New York Times critic Jeannette Catsoulis didn't even try in her brief review to render an objective look at the pro-life movie "October Baby," as her copy seethed with anger and evident indignation that pro-lifers still existed in this day and age (note to Catsoulis: by some poll numbers, there are more pro-lifers that pro-abortion believers). Catsoulis's political views are of the simplistic left-wing variety, as she has demonstrated on several occasions in past reviews. She wrote in Friday's Times:
More slickly packaged than most faith-based fare, “October Baby” gussies up its anti-abortion message with gauzy cinematography and more emo music than an entire season of “Grey’s Anatomy.” But not even a dewy heroine and a youth-friendly vibe can disguise the essential ugliness at its core: like the bloodied placards brandished by demonstrators outside women’s health clinics, the film communicates in the language of guilt and fear.

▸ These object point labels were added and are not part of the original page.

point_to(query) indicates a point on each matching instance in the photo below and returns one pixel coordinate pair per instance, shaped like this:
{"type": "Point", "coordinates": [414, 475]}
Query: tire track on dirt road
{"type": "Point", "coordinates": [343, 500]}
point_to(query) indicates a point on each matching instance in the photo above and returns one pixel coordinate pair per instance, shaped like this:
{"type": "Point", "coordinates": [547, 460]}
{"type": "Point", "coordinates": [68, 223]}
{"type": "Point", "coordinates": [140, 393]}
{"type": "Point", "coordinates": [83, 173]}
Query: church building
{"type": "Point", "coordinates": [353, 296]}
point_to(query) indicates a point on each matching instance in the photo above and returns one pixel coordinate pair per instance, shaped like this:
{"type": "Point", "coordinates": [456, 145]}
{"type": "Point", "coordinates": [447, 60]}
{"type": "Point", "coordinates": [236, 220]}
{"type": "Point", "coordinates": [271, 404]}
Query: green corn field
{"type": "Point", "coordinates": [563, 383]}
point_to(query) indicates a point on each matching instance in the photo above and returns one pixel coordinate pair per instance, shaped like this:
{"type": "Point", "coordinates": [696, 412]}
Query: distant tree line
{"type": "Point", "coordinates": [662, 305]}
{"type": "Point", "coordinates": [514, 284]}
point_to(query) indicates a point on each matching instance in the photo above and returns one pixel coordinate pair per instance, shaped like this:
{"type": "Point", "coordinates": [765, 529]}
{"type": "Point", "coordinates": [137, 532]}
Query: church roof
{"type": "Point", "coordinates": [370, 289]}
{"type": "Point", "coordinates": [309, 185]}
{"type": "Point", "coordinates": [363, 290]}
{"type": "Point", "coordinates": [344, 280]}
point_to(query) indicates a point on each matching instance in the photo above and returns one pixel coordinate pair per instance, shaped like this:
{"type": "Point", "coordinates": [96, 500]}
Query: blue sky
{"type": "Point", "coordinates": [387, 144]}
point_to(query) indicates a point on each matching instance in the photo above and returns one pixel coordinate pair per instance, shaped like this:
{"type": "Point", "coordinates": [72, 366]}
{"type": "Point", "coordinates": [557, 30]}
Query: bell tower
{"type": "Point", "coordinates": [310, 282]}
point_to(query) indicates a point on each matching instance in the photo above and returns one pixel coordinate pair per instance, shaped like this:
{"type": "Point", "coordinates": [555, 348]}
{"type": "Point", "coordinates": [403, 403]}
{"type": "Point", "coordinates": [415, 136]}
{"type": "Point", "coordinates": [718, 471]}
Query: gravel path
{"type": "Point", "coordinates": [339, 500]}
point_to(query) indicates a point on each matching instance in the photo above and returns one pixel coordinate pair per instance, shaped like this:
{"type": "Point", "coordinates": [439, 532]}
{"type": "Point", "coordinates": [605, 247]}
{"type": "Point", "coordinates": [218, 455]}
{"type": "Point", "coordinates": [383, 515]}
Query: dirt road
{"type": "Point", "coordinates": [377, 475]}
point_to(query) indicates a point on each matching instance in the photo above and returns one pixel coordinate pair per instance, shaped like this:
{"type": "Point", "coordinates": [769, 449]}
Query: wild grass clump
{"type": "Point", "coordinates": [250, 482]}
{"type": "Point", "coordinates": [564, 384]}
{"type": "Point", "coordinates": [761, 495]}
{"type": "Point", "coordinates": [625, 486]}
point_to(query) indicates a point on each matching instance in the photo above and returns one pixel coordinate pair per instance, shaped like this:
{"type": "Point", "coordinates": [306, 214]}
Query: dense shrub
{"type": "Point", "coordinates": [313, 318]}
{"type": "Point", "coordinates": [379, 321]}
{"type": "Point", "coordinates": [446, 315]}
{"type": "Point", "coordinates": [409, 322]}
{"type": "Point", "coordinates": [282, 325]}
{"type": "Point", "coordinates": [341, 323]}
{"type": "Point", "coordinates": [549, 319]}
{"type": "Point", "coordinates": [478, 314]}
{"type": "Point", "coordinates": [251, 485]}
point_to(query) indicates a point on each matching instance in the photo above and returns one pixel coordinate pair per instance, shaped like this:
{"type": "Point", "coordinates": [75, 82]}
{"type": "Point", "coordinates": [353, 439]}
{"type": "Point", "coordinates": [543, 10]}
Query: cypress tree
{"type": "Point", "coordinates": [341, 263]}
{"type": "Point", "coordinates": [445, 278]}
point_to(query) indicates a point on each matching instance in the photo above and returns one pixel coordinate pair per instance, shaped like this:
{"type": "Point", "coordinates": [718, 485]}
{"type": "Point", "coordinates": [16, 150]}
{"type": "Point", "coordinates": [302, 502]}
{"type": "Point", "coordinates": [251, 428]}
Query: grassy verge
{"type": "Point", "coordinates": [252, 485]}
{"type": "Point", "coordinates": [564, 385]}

Young Hannah goes off to find her birth mother after learning she survived a botched abortion, and pro-life terror ensues:
But this G-rated road trip is only an appetizer: the film’s pièce de résistance arrives in the haunted form of Jasmine Guy, playing the clinic nurse who assisted at Hannah’s birth. Her pivotal speech, a gory portrait of fetal mutilation and maternal distress, conjures a vision of medical hackery that is clearly intended to terrify young women -- and fits right in with proposed state laws that increasingly turn the screws on a woman’s dominion over her reproductive system.
Catsoulis concluded with a cri de couer for abortion:
“Hate the crime, not the criminal,” a friendly police officer advises Hannah. Except that abortion is not a crime, no matter how fervently some people continue to wish that it were.